Uha Juhana : Bupati Copot Kepala Puskesmas Darma, Kajari Kuningan Bertindak

KUNINGAN ONLINE – Beredar luas pemberitaan di masyarakat baik dari media cetak maupun online terkait Bupati Kuningan Dian Rachmat Yanuar yang melakukan inspeksi mendadak (sidak) terhadap Puskesmas Darma pada pagi hari sekitar pukul 08.00 WIB tanggal 12 Maret 2025.

Dalam sidak tersebut, Bupati mendapati adanya beberapa pegawai yang berstatus Pegawai Negeri Sipil (PNS), termasuk Kepala Puskesmas itu sendiri beserta dokter gigi, belum hadir di tempat kerja, meskipun jam operasional sudah dimulai sejak pukul 06.30 WIB. Inspeksi mendadak didasarkan banyaknya keluhan dari masyarakat kepada Bupati, dimana pelayanan Puskesmas Darma kurang maksimal dan mengecewakan.

Iklan

Disaat pemerintah daerah sedang menggalakkan akselerasi kinerja terkait pencapaian program 100 Hari Kerja Dian – Tuti dalam membangun Kuningan, Kepala UPTD Puskesmas Darma malah mangkir dari tanggung jawabnya dalam melayani masyarakat, sangat ironis. Apalagi kalau melihat situasi ekonomi sekarang yang sedang sulit karena tertekan inflasi, keterbatasan pasokan dan rendahnya daya beli, semestinya para pegawai Puskesmas Darma lebih responsif dalam melakukan aktivitas pelayanan masyarakat.

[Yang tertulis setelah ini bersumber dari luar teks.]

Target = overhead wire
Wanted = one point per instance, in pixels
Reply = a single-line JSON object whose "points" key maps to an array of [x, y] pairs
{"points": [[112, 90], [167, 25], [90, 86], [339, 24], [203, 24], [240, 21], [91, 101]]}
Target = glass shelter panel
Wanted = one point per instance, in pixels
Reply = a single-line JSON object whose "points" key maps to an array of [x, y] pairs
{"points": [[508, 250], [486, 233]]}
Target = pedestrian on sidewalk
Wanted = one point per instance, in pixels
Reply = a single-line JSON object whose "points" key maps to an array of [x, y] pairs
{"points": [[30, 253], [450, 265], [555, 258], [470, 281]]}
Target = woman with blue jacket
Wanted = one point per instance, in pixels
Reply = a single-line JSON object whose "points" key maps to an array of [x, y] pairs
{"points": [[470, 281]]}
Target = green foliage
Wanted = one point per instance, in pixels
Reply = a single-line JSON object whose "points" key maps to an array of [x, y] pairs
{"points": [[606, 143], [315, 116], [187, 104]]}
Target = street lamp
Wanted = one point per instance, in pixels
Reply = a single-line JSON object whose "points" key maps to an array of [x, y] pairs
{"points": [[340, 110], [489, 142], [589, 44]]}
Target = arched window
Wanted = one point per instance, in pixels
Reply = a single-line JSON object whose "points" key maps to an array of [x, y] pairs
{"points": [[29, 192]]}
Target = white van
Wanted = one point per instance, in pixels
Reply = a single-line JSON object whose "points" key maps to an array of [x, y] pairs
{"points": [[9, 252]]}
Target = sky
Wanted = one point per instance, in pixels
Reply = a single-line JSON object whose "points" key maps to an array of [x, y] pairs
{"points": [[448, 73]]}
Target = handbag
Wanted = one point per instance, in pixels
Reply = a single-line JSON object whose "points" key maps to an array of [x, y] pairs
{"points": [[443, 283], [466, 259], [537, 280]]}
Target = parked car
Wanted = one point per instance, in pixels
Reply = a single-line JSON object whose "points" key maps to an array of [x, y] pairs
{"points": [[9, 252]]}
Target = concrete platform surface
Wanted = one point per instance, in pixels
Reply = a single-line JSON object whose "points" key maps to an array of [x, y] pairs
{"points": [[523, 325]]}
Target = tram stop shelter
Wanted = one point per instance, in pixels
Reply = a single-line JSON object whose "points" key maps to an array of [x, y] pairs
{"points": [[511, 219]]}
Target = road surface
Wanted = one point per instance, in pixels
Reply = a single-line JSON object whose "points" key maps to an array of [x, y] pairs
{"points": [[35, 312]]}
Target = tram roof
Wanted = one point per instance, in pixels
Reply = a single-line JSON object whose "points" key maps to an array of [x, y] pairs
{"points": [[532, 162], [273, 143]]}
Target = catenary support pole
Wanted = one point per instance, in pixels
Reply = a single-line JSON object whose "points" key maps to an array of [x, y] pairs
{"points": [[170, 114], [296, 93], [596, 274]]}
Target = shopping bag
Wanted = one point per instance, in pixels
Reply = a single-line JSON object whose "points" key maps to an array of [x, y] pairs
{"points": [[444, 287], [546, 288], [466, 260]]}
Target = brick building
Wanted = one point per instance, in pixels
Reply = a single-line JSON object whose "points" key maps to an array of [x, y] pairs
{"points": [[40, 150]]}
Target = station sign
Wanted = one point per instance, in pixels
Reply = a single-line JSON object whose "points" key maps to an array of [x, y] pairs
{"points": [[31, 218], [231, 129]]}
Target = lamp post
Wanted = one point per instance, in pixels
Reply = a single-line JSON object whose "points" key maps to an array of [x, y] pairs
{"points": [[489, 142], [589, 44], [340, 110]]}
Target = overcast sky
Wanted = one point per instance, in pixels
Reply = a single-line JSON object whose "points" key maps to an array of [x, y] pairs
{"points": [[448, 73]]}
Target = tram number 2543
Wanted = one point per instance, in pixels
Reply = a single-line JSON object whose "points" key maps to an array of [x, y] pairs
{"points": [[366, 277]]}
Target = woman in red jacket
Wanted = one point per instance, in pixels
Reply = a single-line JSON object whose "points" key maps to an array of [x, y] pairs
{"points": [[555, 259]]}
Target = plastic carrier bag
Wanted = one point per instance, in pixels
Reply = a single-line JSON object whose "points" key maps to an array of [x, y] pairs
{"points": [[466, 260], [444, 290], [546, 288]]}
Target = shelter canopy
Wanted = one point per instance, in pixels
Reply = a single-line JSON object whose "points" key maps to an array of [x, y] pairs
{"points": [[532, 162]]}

Yang membuat tidak habis pikir, kok bisa-bisanya Kepala Puskesmas Darma Saepudin, memberikan contoh disiplin kerja yang jelek kepada seluruh pegawai Puskesmas se Kabupaten Kuningan, padahal selaku Ketua APKESMI (Akselerasi Puskesmas Indonesia) mestinya yang bersangkutan memperlihatkan keteladanan.

Iklan

Yang paling menyedihkan adalah Kepala Puskesmas Darma melupakan Prinsip Utama bahwa uang yang dialokasikan oleh negara untuk membayar gaji mereka adalah uang yang dipungut dari hasil keringat rakyat melalui pajak dan retribusi, sehingga semestinya bisa mempertanggung jawabkan kinerjanya.

Tentu ini menjadi perhatian luas publik. Apa yang dilakukan oleh Kepala Puskesmas Darma Saepudin itu sungguh sangat keterlaluan!. Selain mangkir pada hari kerja, disisi lain banyak persoalan dan masalah yang berkaitan dengan dirinya selaku Ketua Forum Puskesmas se Kabupaten Kuningan atau APKESMI.

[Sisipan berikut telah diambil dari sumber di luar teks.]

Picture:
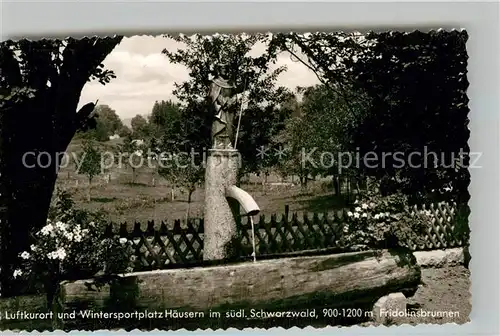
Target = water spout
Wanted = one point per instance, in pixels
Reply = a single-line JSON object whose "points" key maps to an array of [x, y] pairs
{"points": [[248, 204]]}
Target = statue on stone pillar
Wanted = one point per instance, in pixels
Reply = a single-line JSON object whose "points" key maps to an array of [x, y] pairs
{"points": [[223, 96]]}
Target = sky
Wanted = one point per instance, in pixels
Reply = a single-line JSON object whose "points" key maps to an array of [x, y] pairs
{"points": [[144, 75]]}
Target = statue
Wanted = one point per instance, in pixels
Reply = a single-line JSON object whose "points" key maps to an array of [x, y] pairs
{"points": [[223, 97]]}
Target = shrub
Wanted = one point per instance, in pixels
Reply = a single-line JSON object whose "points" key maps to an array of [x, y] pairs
{"points": [[72, 246], [378, 221]]}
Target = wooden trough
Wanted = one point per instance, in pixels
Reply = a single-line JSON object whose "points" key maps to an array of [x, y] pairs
{"points": [[348, 280]]}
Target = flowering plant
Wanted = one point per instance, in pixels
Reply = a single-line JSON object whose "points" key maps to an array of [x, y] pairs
{"points": [[378, 221], [71, 246]]}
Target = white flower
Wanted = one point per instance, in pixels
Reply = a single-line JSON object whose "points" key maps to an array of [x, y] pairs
{"points": [[47, 229], [58, 254]]}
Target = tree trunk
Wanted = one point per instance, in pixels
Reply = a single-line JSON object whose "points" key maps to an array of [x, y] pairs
{"points": [[336, 185], [88, 192]]}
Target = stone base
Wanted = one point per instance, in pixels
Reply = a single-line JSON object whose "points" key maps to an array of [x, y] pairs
{"points": [[439, 258]]}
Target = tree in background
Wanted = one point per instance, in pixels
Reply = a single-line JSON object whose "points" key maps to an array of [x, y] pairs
{"points": [[124, 132], [90, 163], [417, 82], [415, 88], [132, 151], [107, 123], [41, 82]]}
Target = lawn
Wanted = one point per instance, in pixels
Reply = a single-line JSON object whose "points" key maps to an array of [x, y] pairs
{"points": [[143, 201]]}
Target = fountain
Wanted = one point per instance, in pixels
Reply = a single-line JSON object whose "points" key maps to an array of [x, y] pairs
{"points": [[223, 199]]}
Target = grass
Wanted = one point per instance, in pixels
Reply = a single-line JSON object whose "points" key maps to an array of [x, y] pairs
{"points": [[142, 201]]}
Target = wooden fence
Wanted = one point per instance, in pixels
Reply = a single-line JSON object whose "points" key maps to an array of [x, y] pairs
{"points": [[158, 248]]}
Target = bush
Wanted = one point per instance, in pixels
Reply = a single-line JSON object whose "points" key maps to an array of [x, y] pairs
{"points": [[378, 221], [72, 246]]}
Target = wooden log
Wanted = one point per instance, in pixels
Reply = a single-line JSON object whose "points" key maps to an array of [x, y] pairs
{"points": [[354, 279]]}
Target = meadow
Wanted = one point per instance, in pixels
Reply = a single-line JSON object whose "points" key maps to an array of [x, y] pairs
{"points": [[143, 195]]}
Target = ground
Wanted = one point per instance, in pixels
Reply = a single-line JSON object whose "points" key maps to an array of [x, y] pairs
{"points": [[444, 289], [143, 201]]}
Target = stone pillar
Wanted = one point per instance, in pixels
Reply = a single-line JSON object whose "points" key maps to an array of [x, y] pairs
{"points": [[219, 220]]}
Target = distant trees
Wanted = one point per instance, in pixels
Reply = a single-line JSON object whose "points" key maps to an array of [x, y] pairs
{"points": [[205, 57], [107, 123], [40, 86], [413, 92], [132, 150], [164, 118]]}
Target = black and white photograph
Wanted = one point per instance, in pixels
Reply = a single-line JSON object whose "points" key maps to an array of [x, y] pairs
{"points": [[244, 180]]}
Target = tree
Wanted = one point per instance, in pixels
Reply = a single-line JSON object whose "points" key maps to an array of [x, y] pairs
{"points": [[107, 123], [423, 110], [90, 163], [124, 132], [140, 127], [206, 57], [40, 86], [416, 86], [182, 171]]}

Posisi bersangkutan sebagai Ketua APKESMI yang membawahi 37 Kepala Puskesmas se Kabupaten Kuningan menjadikan Kepala Puskesmas Darma Saepudin seolah menjadi Raja Kecil atau membuat negara dalam negara. Sudah menjadi rahasia umum bahwa yang bersangkutan menjadi kolektor atau pengepul pungutan liar (pungli) untuk jatah preman pada saat dana kapitasi atau Bantuan Operasional Kesehatan (BOK) per kecamatan dicairkan.

Ini bisa dipahami karena pengelolaan dana BOK untuk Puskesmas se Kabupaten Kuningan menyangkut anggaran besar yang sangat fantastis. Seperti pepatah ada gula ada semut. Terdapat beberapa poin yang menjadi sorotan tajam di kalangan masyarakat Kuningan terkait pengelolaan anggaran kesehatan oleh Puskesmas selama ini.

Selain penggunaan dana BOK, ada juga Program Jaminan Kesehatan Nasional (JKN) oleh BPJS Kesehatan yang dilakukan sejak tahun 2014. Tata kelola Puskesmas yang masih buruk berpotensi mengakibatkan terjadinya fraud dan penyalahgunaan pengelolaan anggaran dana yang didapat.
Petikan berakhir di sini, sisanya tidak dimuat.